Maybe try Annamaet's Manitok GF formula. It doesn't have any chicken in it.
Annamaet Grain Free Manitok Dog Food

Through my reading of kibble threads, there was somebody needing a non-chicken formula and Dr. Tim recommended Manitok. Just a thought?


----------



## Sheldon (Feb 27, 2013)

RichsRetriever said:


> Maybe try Annamaet's Manitok GF formula. It doesn't have any chicken in it.
> Annamaet Grain Free Manitok Dog Food
> 
> Through my reading of kibble threads, there was somebody needing a non-chicken formula and Dr. Tim recommended Manitok. Just a thought?


 I believe both Dr Tims and Annamaet use the same processing plant in Ohio. Ohio Pet Foods Welcome to Ohio Pet Foods


----------



## CrazyZane (Jan 28, 2013)

Sheldon said:


> I believe both Dr Tims and Annamaet use the same processing plant in Ohio. Ohio Pet Foods Welcome to Ohio Pet Foods


They do. 

I'm sure that's one of the reasons why Dr. Tim would recommend Annamaet.
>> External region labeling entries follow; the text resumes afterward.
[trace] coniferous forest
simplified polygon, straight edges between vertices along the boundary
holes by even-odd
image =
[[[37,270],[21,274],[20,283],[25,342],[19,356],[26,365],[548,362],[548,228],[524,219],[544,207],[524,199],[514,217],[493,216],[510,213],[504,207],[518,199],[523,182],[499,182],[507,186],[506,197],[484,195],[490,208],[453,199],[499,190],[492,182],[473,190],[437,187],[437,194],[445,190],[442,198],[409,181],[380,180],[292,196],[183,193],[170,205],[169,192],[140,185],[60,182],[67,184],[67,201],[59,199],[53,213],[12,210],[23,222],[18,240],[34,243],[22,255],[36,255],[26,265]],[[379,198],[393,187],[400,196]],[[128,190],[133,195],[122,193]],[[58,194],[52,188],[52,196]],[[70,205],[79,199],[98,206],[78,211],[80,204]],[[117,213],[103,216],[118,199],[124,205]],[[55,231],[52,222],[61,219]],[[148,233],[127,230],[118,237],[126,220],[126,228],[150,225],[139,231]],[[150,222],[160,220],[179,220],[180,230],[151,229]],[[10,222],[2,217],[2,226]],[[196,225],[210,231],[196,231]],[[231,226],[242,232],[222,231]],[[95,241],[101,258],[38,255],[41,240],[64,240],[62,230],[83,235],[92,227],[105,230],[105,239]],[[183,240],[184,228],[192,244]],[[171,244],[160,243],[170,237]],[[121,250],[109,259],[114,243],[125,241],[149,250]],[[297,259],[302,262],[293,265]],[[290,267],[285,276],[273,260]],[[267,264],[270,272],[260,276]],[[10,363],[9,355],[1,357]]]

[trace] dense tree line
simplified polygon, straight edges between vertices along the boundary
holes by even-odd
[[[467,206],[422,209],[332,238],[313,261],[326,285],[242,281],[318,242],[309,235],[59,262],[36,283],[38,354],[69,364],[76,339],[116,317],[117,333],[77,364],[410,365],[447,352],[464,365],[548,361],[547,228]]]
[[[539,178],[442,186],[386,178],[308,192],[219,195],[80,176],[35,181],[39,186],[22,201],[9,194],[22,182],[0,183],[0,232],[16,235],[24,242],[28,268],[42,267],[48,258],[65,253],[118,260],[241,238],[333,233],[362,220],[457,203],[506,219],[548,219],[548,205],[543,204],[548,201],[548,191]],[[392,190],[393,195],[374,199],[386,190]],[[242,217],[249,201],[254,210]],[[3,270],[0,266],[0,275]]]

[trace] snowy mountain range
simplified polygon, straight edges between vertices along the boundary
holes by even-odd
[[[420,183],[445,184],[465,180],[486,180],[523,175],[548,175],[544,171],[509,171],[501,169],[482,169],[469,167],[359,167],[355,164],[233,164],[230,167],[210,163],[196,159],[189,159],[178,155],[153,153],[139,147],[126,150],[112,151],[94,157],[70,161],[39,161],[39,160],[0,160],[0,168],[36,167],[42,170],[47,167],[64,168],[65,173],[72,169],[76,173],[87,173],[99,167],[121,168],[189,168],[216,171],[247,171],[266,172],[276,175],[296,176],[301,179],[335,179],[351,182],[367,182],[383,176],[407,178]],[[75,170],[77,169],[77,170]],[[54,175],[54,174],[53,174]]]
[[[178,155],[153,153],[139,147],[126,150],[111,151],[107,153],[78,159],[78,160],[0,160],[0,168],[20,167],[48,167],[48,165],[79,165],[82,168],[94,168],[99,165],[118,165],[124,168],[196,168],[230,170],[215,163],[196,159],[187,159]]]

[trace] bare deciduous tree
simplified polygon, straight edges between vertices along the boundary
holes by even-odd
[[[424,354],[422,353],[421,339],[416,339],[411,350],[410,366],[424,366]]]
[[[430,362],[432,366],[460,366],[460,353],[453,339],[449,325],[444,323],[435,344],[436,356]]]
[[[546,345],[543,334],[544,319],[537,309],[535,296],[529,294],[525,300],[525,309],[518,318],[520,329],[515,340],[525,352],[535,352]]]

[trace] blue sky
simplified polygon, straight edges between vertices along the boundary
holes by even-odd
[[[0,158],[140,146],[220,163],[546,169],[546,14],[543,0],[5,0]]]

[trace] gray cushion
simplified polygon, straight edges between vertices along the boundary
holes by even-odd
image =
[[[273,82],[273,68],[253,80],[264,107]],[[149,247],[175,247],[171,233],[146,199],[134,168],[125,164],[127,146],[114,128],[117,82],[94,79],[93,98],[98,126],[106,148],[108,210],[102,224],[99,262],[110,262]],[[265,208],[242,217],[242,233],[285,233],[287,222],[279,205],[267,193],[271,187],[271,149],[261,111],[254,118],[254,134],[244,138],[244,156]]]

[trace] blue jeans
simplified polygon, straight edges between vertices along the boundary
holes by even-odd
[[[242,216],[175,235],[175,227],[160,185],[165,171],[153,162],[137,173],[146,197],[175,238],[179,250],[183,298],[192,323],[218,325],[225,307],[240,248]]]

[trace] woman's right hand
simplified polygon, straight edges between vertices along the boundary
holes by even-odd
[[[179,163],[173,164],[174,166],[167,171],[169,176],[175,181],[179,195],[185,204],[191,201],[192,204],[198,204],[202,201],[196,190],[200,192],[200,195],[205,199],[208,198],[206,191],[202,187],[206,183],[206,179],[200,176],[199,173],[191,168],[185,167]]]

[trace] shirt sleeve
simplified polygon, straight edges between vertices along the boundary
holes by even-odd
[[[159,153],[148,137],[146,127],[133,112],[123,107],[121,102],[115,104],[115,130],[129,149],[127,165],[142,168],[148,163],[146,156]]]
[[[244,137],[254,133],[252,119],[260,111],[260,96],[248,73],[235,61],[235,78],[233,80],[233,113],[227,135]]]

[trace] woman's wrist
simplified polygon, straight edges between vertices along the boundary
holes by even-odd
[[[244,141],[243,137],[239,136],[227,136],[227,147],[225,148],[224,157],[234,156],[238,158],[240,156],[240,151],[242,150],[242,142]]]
Sent from Petguide.com Free App


----------



## MyBentley (May 5, 2009)

RichsRetriever said:


> Maybe try Annamaet's Manitok GF formula. It doesn't have any chicken in it.
> Annamaet Grain Free Manitok Dog Food
> 
> Through my reading of kibble threads, there was somebody needing a non-chicken formula and Dr. Tim recommended Manitok. Just a thought?


I've been feeding both of my dogs Annamaet Aqualuk (grain-free no chicken) for four months with excellent results. My lab has a chicken intolerance and Bentley some grain intolerance; so this has been a real plus for both dogs.


----------